Despite seemingly never pausing, soccer is a sport defined by eras. Great players are hired and retired every year, but it’s possible to look back at the game’s history and identify real periods of inspiration and change. The revolutionary Hungarian national side of the 1950s, for example, gave way to Johan Cruyff’s dominant Ajax side of the late 60s and early 70s. Liverpool’s stranglehold on the English First Divison followed - predominantly in the 1980s - and was then quashed by the achievements of Sir Alex Ferguson’s dominant Manchester United side.
The subsequent excesses of the likes of Real Madrid, Chelsea, and Manchester City have laid the foundations for a new era, one that’s beginning to take shape. These are not the only principle defining teams in soccer’s progression by any means, but when we speak of periods in the game’s history it’s almost always with reference to a particular club or dazzling individual. With defining eras come defining players, and arguably the game is currently on an upward trajectory, ready to hit peak on a new golden age of superstars and super-clubs.

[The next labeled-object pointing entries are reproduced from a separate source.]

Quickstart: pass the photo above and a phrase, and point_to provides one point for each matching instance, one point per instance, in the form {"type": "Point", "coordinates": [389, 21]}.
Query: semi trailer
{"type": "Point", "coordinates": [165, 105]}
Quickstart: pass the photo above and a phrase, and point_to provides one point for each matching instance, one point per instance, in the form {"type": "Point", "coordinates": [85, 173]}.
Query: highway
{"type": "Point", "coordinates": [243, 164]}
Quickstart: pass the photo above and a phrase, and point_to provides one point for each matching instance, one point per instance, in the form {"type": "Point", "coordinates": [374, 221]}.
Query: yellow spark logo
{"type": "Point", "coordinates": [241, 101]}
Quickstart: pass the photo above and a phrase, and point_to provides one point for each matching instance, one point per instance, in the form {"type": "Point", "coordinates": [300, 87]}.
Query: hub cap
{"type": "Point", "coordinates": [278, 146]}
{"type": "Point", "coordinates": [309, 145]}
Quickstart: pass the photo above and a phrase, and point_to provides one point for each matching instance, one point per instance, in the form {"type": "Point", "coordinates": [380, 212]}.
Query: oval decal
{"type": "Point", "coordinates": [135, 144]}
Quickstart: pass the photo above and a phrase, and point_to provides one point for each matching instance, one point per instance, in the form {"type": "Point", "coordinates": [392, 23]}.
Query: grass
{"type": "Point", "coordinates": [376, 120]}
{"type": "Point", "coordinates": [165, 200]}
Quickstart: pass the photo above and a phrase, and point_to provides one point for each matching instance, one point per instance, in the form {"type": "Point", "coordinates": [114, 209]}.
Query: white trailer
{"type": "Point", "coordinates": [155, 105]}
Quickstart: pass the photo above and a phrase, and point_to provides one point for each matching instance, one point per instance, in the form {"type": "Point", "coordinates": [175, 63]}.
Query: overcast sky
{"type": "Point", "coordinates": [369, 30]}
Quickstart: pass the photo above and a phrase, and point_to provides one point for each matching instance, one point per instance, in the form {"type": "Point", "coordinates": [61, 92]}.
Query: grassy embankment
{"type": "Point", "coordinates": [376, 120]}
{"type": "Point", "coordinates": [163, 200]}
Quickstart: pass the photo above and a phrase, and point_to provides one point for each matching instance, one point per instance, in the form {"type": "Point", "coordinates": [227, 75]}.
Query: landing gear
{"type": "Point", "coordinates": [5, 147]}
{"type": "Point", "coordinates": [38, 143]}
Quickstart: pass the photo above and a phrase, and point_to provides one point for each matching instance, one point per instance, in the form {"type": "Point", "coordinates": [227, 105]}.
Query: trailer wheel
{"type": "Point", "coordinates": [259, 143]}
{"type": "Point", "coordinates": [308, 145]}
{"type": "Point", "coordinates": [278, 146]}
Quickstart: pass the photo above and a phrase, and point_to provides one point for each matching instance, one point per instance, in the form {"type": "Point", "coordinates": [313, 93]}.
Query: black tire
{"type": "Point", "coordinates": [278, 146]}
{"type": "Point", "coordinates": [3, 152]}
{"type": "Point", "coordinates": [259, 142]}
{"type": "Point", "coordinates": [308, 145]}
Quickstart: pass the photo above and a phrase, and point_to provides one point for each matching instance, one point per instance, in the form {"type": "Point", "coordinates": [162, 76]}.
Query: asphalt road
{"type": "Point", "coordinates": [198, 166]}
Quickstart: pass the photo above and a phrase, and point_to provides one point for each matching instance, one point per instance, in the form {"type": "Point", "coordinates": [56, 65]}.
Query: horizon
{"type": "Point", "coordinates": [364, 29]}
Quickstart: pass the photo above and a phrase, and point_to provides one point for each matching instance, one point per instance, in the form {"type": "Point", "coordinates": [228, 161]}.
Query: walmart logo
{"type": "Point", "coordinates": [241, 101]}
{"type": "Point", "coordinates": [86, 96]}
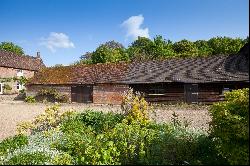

The next generation of greats has been sounded out. With Cristiano Ronaldo, Lionel Messi, Zlatan Ibrahimovic, Arjen Robben, and other box office stars of the past decade coming to the twilight of their careers, the stage is set for a new breed. Atletico Madrid’s Antoine Griezmann, Bayern Munich’s Kingsley Coman, Chelsea’s Eden Hazard - the next batch of soccer royalty has been prepped for coronation and the 2020 Ballon d’Or winner is anyone’s guess. But there’s one name now synonymous with the new era of big money and hyper-individualism - Manchester United’s Paul Pogba.
The emerging generation is one of astronomical transfer fees, 16-year-old wingers on over €100,000 a week, and players announced via UK grime artists. Paul Pogba’s record-breaking £89 million switch to Old Trafford came after a series of teaser posts on platforms like Instagram from both club and player. By the time the worst kept secret in soccer was revealed and Pogba was a United player, those keeping up with the deal had been subjected to intense advertising for both Pogba’s personal brand and that of Adidas. Frankly, most were tired of the protraction. The entire ‘reunited’ narrative - #Pogback - was well cultivated, despite the player leaving in ignominy (and for almost free) back in 2012 and returning for a truly eye-watering sum.
Manchester United is, it seems, attempting to revive the cult of the player/individual. The signing of both Jose Mourinho and Zlatan Ibrahimovic would support this theory - both are box office in their own right, and Pogba is perhaps the most marketable, high profile player to grace Old Trafford since the likes of Cristiano Ronaldo and David Beckham before him. If anything, the phenomenal fee will work in United’s favor, in that it elevated Pogba to demigod status even before a ball was kicked in the Premier League.
And United will earn their money back despite the huge initial outlay. The club view Pogba as a truly Millennial soccer player; his ‘dab’ celebrations, outrageous haircuts and affinity with hip hop mean there’s something for everyone in a player that cuts an enigmatic and dramatic figure seemingly everywhere he goes. Andy Sutherden, global head of sports and partnership marketing at Hill and Knowlton Strategies, told City AM that: ‘He is the embodiment of bold individualism. And that is so important when we think about what kids are getting hooked on. His magnetism in other areas — music, style — means that he becomes a magnet for younger fans that also have multiple interests beyond just football… An individual that can actually connect with youth in a meaningful and a relevant way has a currency for a football club.’
The deal is a dream come true for Adidas, too. The brand has been piling money into football as it pits itself against Nike, and has secured some of its biggest names. The meeting of United and Pogba, with all the fanfare that’s come with it, is invaluable to the brand. In fact, the Pogba deal was announced (albeit prematurely) by a video in which UK grime artist Stormzy - who is also sponsored by Adidas - danced with the midfielder whilst wearing a United Pogba shirt. Watching the video it’s difficult not to feel like it heralds a new era of superstardom in soccer, an era in which the game is as much about celebrity and culture as it is results on the field.
Adidas’ tangible involvement in the Pogba deal hasn’t been revealed, but the brand exerts what the Drum call a ‘light touch’ of influence over transfers. Both the athlete and the club have wildly lucrative deals with the German sportswear giant; it’s likely Adidas encourages transfers even if it doesn’t create them. Soccer is primarily a commercial entity - you only have to look at the dealings of the Glazers or Mike Ashley to get a decent picture - and thanks to the enduring appeal of its product, finances continue to swell. Pogba’s £89 million price tag represents 17.6% of United’s annual turnover. To put that into perspective, Bryan Robson’s £1.5 million transfer to the club in 1981 was a huge 56.6%. In the new era of mega-sponsorship and inflated fees, United’s Edward Woodward must’ve considered handing over £89 million to Juventus a record-breaking bargain.